###Scripts for extraction of climateprediction.net data
-
wah_extract_local.py is for extraction of data on machines that have direct access to the data
-
wah_extract_wget.py is for extraction of data on remote machines by first downloading the zip files off the server
First clone the repository using git. i.e. $git clone https://github.com/pfuhe1/cpdn_extract_scripts.git
Requires python2.7 with packages: numpy, netCDF4
Miniconda is a stand alone package containing python, enabling users to create environments with the packages they require on a system where they don't have control of the system python installation.
-
If miniconda is already installed on a shared system e.g. by a system administrator, create a conda environment:
conda create --name pyenv python=2.7 source activate pyenv conda install -y numpy conda install -y netCDF4
NOTE: you will have to run '$source activate pyenv' each time you create a new terminal before you run the scripts.
-
If you don't already have miniconda:
- Download miniconda installer from https://conda.io/miniconda.html
- Install miniconda to home directory (following directions on website above)
- Close and reopen your terminal so your envionment is updated
- Install numpy and netCDF4 to your miniconda environment:
conda install numpy netCDF4
Now you should be ready to go when you run the python scripts.

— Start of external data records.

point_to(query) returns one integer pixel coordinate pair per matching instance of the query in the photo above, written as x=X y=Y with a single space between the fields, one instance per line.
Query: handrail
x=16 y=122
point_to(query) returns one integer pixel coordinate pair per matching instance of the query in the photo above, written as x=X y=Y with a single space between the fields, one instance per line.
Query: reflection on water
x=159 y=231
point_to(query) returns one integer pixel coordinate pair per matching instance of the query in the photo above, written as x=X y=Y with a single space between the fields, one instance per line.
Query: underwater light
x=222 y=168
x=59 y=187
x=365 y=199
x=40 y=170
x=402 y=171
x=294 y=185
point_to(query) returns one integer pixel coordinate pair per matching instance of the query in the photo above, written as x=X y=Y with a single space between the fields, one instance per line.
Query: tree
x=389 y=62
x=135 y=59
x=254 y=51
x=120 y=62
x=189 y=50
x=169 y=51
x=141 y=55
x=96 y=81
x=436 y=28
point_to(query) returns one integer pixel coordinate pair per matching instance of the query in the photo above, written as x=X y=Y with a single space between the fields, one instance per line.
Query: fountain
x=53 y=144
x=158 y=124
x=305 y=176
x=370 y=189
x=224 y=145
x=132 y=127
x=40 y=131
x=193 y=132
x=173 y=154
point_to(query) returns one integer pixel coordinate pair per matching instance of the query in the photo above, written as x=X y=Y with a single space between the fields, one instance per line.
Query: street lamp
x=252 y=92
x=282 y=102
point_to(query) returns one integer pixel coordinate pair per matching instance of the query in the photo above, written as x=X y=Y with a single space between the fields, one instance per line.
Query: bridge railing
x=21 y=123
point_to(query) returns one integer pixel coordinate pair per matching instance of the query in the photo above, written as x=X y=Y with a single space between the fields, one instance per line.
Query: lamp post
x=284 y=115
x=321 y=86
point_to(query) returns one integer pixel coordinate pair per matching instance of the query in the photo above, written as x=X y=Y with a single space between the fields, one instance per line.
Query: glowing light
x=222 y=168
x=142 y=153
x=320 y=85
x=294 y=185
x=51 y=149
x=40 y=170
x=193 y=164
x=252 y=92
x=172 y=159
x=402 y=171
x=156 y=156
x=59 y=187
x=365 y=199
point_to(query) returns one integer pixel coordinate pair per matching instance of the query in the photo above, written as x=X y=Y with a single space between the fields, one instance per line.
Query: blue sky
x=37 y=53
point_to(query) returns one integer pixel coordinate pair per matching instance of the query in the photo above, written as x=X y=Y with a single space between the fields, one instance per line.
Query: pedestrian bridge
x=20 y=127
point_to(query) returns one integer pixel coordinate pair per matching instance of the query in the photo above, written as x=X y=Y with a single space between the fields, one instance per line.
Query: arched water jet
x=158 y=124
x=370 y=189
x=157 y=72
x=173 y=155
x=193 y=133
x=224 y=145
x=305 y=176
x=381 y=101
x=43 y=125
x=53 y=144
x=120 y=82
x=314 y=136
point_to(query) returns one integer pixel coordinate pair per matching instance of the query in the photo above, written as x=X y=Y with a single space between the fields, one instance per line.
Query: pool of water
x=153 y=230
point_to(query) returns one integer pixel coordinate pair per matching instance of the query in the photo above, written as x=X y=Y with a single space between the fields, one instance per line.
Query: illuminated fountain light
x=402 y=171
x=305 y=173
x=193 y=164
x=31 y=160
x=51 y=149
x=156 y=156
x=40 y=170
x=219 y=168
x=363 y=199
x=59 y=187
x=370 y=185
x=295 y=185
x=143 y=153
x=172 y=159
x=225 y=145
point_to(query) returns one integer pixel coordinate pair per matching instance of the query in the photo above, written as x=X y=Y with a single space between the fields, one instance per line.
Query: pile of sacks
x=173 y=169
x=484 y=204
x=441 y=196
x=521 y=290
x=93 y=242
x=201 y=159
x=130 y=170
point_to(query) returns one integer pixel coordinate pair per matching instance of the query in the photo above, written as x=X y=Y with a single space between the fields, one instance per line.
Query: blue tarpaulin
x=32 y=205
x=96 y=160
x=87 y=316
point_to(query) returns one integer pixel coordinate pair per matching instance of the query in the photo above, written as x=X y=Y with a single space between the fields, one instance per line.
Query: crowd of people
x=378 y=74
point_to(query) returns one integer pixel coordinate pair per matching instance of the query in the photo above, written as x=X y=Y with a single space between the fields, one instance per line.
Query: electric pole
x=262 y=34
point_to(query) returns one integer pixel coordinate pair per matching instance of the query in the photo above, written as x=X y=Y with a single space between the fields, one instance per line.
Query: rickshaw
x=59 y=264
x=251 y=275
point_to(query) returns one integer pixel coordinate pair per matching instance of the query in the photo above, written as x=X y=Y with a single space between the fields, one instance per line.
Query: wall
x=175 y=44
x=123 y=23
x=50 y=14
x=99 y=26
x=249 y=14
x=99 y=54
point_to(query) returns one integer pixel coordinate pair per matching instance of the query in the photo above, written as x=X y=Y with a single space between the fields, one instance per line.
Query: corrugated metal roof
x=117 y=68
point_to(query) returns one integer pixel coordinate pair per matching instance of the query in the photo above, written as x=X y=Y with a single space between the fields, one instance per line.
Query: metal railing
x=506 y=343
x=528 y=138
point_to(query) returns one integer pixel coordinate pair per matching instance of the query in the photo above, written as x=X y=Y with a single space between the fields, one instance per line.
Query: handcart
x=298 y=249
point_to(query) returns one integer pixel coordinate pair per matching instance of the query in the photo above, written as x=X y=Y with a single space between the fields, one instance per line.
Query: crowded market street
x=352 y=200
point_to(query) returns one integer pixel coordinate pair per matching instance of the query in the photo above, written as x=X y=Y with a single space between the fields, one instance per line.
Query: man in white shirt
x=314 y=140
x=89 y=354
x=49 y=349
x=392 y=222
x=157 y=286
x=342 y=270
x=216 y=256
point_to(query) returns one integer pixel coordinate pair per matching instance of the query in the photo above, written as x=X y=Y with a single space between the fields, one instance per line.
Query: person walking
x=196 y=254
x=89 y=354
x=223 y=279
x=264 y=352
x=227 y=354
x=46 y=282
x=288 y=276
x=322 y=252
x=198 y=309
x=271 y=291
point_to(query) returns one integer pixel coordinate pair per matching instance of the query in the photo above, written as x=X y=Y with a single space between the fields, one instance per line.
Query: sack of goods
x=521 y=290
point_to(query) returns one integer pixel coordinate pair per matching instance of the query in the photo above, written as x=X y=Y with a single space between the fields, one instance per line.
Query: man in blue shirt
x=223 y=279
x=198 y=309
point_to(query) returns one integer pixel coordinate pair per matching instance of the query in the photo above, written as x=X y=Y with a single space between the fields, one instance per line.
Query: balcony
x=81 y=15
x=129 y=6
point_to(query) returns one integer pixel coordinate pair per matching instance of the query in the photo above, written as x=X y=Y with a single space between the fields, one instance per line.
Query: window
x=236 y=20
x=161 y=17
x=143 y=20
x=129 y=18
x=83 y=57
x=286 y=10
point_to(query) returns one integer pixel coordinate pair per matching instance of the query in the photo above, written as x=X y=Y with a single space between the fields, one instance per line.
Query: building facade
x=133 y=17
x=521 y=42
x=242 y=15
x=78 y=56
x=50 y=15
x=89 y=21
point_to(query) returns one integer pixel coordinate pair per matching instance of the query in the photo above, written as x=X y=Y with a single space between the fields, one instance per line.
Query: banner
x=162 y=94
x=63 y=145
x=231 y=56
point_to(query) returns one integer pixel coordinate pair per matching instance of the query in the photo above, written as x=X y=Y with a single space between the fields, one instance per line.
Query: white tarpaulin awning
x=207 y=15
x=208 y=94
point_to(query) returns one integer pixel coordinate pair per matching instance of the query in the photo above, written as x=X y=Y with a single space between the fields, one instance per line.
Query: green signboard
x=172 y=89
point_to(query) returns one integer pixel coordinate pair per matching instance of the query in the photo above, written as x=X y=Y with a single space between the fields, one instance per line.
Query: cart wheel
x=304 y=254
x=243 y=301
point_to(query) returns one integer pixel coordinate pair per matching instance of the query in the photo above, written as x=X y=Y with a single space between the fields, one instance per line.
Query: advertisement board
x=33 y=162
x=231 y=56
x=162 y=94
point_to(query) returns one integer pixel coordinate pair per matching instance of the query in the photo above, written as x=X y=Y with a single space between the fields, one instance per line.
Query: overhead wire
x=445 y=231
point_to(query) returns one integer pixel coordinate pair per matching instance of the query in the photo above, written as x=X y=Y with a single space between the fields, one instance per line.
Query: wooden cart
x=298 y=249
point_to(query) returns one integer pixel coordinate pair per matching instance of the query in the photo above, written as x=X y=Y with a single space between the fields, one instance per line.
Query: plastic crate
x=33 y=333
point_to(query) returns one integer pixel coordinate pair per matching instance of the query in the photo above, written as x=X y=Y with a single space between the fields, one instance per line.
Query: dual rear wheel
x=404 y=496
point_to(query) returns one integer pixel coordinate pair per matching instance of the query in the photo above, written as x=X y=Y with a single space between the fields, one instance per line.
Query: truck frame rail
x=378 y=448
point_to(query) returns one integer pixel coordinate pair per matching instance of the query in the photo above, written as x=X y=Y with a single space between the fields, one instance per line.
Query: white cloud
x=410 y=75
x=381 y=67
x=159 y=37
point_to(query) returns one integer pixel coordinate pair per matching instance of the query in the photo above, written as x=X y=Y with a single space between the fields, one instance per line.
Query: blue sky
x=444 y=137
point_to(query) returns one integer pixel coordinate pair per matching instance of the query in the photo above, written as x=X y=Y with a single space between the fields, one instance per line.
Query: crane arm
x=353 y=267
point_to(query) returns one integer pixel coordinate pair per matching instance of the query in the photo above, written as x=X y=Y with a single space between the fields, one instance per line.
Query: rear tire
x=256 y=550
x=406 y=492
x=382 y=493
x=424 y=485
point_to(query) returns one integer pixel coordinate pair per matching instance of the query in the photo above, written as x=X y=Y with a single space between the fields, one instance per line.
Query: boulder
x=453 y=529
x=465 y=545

wah_extract_local.py ONLY:
- -i / --in_dir: input directory containing subfolders for each task (e.g. /gpfs/projects/cpdn/storage/boinc/upload/batch_440/successful/)
wah_extract_wget.py ONLY:
- -u / --urls_file: File containing list of urls of zip files (in gzipped format)
BOTH SCRIPTS:
- -o / --out_dir: output directory for extracted data
- -s / --start_zip: First zip to extract
- -e / --end_zip: Last zip to extract
- -f / --fields: List of (comma separated) fields to extract
- --output-freq: Output frequency of model data zips [month|year], defaults to month
- --structure: Directory structure of extracted data (after output directory) Options for structure are: std (default): out_dir/region[_subregion]/variable/ startdate-dir: out_dir/region[_subregion]/variable/startdate Where: region is [ocean,atmos,region] (depending on the file stream), startdate is yyyymm
-
[file_stream,stash_code,[subregion],process,valid_min,valid_max,time_freq,cell_method,vert_lev]'
where:
-
file_stream = ga.pd|ga.pe|ma.pc
-
stash_code = stash_section * 1000 + stash_item
-
[subregion] = [lon_NW,lat_NW,lon_SW,lat_SW] or []
-
process = time post_processing: min|max|mean|sum|all
-
time_freq = input variable data frequency in hours (e.g. 24=daily, 720=monthly)
-
cell_method = input variable time cell method: minimum,maximum,mean
-
vert_lev = input variable name of vertical level in netcdf file or ''
Note that older batches use a different directories structure, so the examples have a few different options (commented out)